Derivatives reform, Gensler said, is about “to spring to life,” ordaining the finalized rules on swaps announced last week as a breakthrough that will begin clearing a backlog of other stalled rules meant to bring transparency to markets mostly operating in the shadows....
The reason that the Dodd-Frank Act is fatally flawed and the bulk of it should be repealed is that the law does not address the issue of valuation transparency, it only addresses price transparency.

In the absence of valuation transparency (where market participants have access to all the useful, relevant information in an appropriate, timely manner), price transparency is irrelevant.

The way the investment cycle works is that investors are suppose to use valuation transparency to independently assess the risk and value of each investment and then and only then look at the price being shown to them by Wall Street to make a buy, hold or sell decision.

Without valuation transparency, how does an investor know if the price paid by the last buyer reflects a shrewd purchase or the price paid by the biggest fool.

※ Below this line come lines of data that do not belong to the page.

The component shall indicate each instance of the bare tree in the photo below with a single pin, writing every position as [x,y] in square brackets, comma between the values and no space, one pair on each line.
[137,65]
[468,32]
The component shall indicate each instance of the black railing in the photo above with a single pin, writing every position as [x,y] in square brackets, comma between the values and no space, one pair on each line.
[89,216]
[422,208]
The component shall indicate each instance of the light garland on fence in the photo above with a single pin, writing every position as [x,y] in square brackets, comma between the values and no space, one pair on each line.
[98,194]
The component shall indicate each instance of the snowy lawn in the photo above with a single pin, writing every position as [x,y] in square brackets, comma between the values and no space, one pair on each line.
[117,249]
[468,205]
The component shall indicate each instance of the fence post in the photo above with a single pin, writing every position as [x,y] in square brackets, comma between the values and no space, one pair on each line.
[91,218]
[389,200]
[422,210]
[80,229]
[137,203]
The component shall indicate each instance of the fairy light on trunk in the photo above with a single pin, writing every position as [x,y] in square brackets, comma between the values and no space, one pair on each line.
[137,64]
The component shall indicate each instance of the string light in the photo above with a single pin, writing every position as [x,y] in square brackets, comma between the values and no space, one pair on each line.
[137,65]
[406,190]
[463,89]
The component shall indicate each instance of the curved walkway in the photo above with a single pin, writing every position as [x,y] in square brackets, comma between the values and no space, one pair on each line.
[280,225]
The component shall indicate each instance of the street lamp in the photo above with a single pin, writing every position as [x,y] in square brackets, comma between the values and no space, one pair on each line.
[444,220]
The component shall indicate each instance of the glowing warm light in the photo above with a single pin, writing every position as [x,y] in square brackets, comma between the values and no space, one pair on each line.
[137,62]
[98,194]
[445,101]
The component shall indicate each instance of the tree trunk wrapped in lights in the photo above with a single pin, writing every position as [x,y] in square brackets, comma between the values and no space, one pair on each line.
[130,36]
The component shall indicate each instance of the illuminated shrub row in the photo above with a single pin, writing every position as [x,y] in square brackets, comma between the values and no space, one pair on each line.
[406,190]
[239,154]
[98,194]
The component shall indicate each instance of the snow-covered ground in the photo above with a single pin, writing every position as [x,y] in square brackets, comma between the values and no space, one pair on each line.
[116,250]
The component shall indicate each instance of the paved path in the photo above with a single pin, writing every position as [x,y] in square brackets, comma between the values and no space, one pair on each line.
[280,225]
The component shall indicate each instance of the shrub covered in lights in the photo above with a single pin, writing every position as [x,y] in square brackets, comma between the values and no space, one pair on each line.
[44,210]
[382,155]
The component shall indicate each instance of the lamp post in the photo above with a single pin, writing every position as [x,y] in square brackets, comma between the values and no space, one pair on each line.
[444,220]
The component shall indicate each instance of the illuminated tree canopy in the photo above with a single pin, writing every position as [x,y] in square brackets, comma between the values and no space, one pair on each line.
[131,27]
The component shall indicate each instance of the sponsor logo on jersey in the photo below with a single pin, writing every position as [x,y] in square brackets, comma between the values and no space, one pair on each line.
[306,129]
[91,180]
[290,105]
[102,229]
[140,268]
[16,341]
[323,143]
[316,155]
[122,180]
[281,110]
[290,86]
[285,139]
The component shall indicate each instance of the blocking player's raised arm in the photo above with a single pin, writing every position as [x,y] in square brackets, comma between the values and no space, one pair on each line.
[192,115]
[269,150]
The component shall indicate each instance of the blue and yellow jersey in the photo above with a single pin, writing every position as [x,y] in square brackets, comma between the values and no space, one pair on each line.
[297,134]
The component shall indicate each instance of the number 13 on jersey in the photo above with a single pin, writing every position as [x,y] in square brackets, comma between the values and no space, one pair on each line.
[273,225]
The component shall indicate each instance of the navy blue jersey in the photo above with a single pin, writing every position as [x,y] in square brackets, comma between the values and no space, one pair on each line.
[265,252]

If investors do not have valuation transparency (an example of this is structured finance securities), then they cannot assess the investment and should not buy or sell regardless of the price being shown by Wall Street.
“To the extent that the purpose of this entire exercise is to restore confidence in our financial system, then that objective is far off in the distance,” said Cornelius Hurley, a professor and the director of Boston University’s Morin Center for Banking and Financial Law. “A deeply flawed statute is being implemented haltingly under very difficult circumstances.”
Hence, the reason for repealing the vast majority of the Dodd-Frank Act and replacing it with the valuation transparency requirements discussed above that actually would restore confidence in the financial system and prevent future Libor-type scandals.